The 10-kilogram gold coin is in what the Royal Mint calls its “Masterwork” series — a new series of larger, one-of-a-kind pieces for collectors, each made using a combination of traditional skills and innovative technology.

The massive Masterwork piece depicts all 10 beasts side-by-side in a single design.

The series takes its inspiration from the 10 stone statues that lined Queen Elizabeth’s route to Westminster Abbey at her Coronation in 1953.

The 10-kilogram coin was created by a team of master craftspeople at the Royal Mint, using traditional minting skills alongside innovative technology.

The Royal Mint begins with modern techniques, with engraving machines carefully cutting the design onto the 10-kilo coin.
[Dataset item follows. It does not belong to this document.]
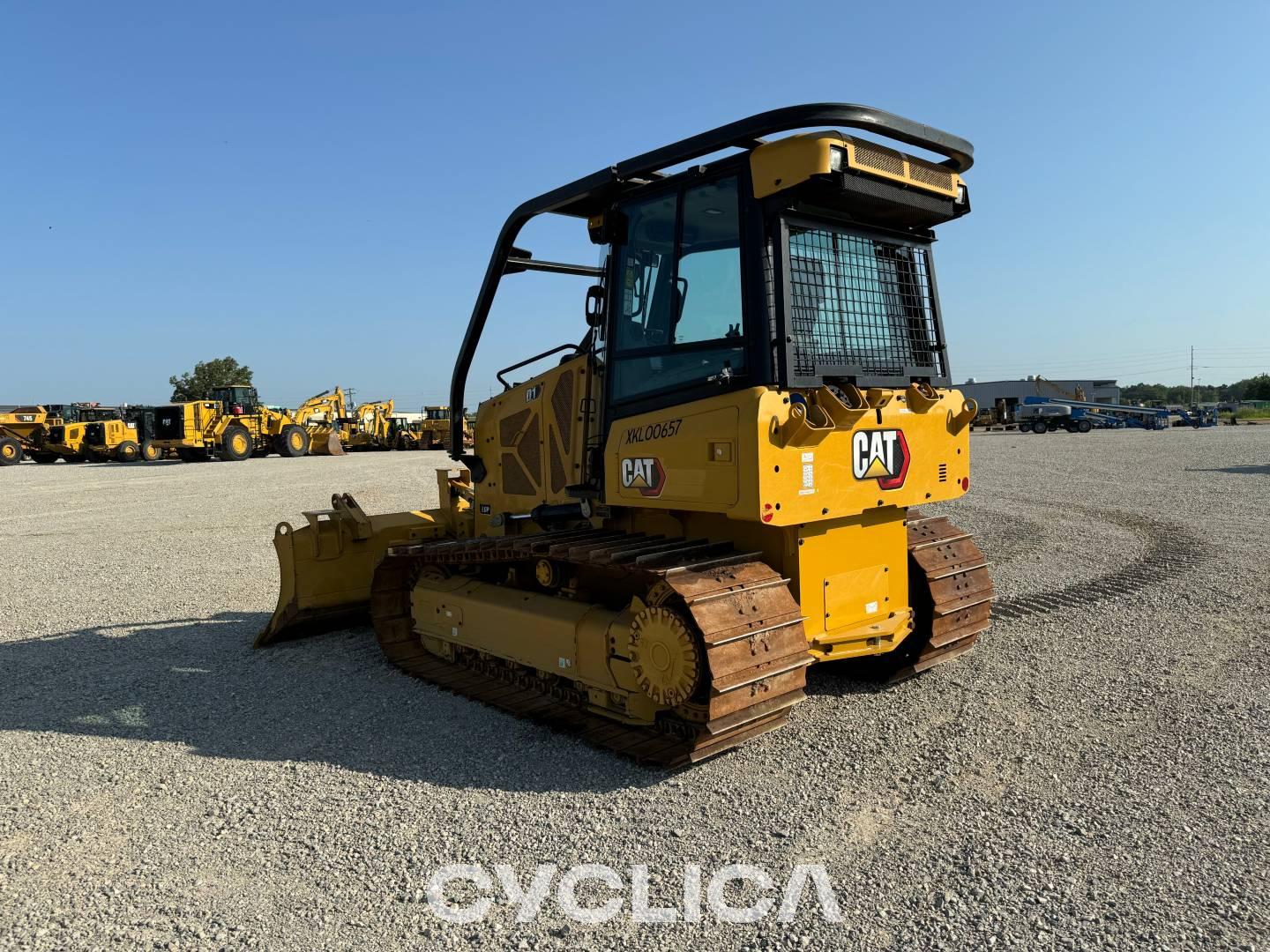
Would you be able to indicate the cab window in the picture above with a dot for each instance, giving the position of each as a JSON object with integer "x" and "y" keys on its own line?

A uniquely titled “master toolmaker” then hand works the coin, carefully papering and burnishing the surface of the metal to remove any marks made by the cutting process, to elevate the finish of the design. The piece then undergoes four days of polishing.

Finally, the massive coin is laser frosted to selectively texture the surface of the coin, giving it a matte finish showcasing the detailed finish of the coin’s design — completing 400 hours of work.

The Royal Mint calls the finish Proof, but since it is not struck, that designation does not apply numismatically.

Program background

Starting with the Lion of England in 2017, the Queen’s Beasts Collection’s coins have showcased the history and symbolism of each of these royal guardians, including two lions, a griffin, a falcon, a bull, a yale, a greyhound, a dragon, a unicorn and a horse.

Both bullion and Proof collector versions have been issued, as well as base metal issues.